De la huerta a la mesa: un recorrido semanal por siete platos que cruzan fronteras y tradiciones
Una pasta italiana sin amasado, una milanesa de merluza rebozada con aire de pub inglés, un guiso francés de carne al vino tinto en su versión más accesible y un postre sin gluten encabezan una propuesta que apuesta por ingredientes frescos, técnicas simples y resultados generosos.

Desde Buenos Aires y a unos mil kilómetros del litoral atlántico, el calendario gastronómico de la semana se presenta como una invitación a recorrer tradiciones culinarias de distintos puntos del mapa sin moverse de la cocina propia. La selección reúne siete recetas que van de lo más simple a lo más elaborado, con una lógica común: ingredientes frescos o de despensa, pasos accesibles y márgenes para improvisar según lo que ofrezca la heladera de cada hogar.
Una pasta que se hace sola y otras opciones que economizan tiempo
El plato más convocante del menú es, según la descripción que circula entre cocineros aficionados, una pasta italiana de espinaca y ricota que no requiere amasado. Se trata de los malfattis, una preparación cuyo nombre en italiano significa literalmente mal hechos, en referencia a su forma irregular, lograda con la ayuda de una cuchara o directamente con las manos. La mezcla combina espinaca, ricota, harina, huevo y queso rallado, y admite dos caminos de cocción: hervir los malfattis directamente en la salsa, o cocinarlos en agua y luego gratinarlos al horno con abundante queso. La espinaca aporta vitaminas y minerales, mientras que la ricota y el queso suman proteínas y calcio al plato final.
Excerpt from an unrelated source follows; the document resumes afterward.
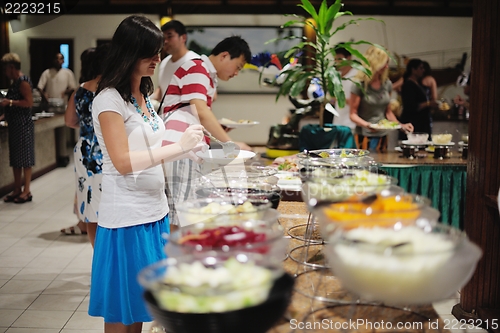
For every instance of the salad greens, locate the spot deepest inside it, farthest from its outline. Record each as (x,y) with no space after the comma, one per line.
(194,288)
Verdeos, raíces y un guiso que mejora con el paso de las horas
Para los almuerzos de media semana aparece una ensalada tibia de espárragos que trabaja con el contraste de texturas: la yema cremosa, el crujiente del rabanito y la panceta, y el sabor particular del espárrago, un vegetal de la familia de las liliáceas que se cultiva en suelos arenosos. La receta permite cocinar los ingredientes con anticipación y saltearlos juntos en el último momento. Más adelante, la propuesta se vuelve reconfortante con un guiso de fideos pensado para aprovechar lo que queda en la heladera: un trozo de carne, zapallo, papa, zanahoria o cebollita entran en la misma olla. Como ocurre con la mayoría de los guisos de raíz criolla, el reposo de un día potencia los sabores y espesa la salsa.
Cruce de cocinas: milanesa porteña, fugazza y un clásico francés en versión de bolsillo
La milanesa de merluza a la inglesa propone un rebozado simple y aireado que, al entrar en la fritura, forma una corteza dorada. El interior del pescado, propio de aguas frías, queda jugoso y se sirve tradicionalmente con papas fritas y salsa tártara. La noche, en tanto, encuentra su lugar en una fugazetta con abundante mozzarella y cebolla, una preparación de origen rioplatense cuya base admite ser guardada en el freezer y llevada al horno en el momento de la cena. El cierre del recorrido salta hasta Borgoña, en el centro-este de Francia, con un boeuf bourguignon económico que adapta el clásico de carne al vino tinto utilizando cortes más accesibles. Los champiñones, presentes en la receta original, son opcionales en esta versión, donde la cocción lenta cumple un papel central: ablanda la carne y concentra los aromas de la salsa.
El cierre dulce, sin harina de trigo
Para el final de la semana, la propuesta se vuelve golosa con una marquise de chocolate apta para celíacos, en la que la harina de trigo se reemplaza por harina de almendras. El resultado es un postre de textura aterciopelada y sabor intenso, donde la sustitución no modifica el perfil del chocolate, según coinciden quienes difundieron la receta.
- Reservar espinaca fresca y ricota para los malfattis del domingo, ya que admiten el congelado previo sin perder estructura.
- Cocinar espárragos, rabanitos y panceta por separado y reservar en la heladera; el salteado final lleva apenas unos minutos.
- Guardar la base de fugazetta cruda en el freezer envuelta en film para tener una cena lista en menos de media hora.
- Preparar el boeuf bourguignon el día anterior: el reposo de 24 horas en la heladera mejora la textura de la carne y la intensidad de la salsa.
- Conservar la marquise de chocolate en la heladera bien cubierta; se mantiene en óptimas condiciones durante varios días.
La oferta, en definitiva, funciona como una pequeña bitácora semanal: recorre pastas del norte de Italia, ensaladas templadas, guisos criollos, un guiño al mejor repertorio de bodegones porteños y una mirada al recetario francés, todo con la promesa de una cocina honesta, sin grandes exigencias técnicas y atenta al pulso de la despensa familiar.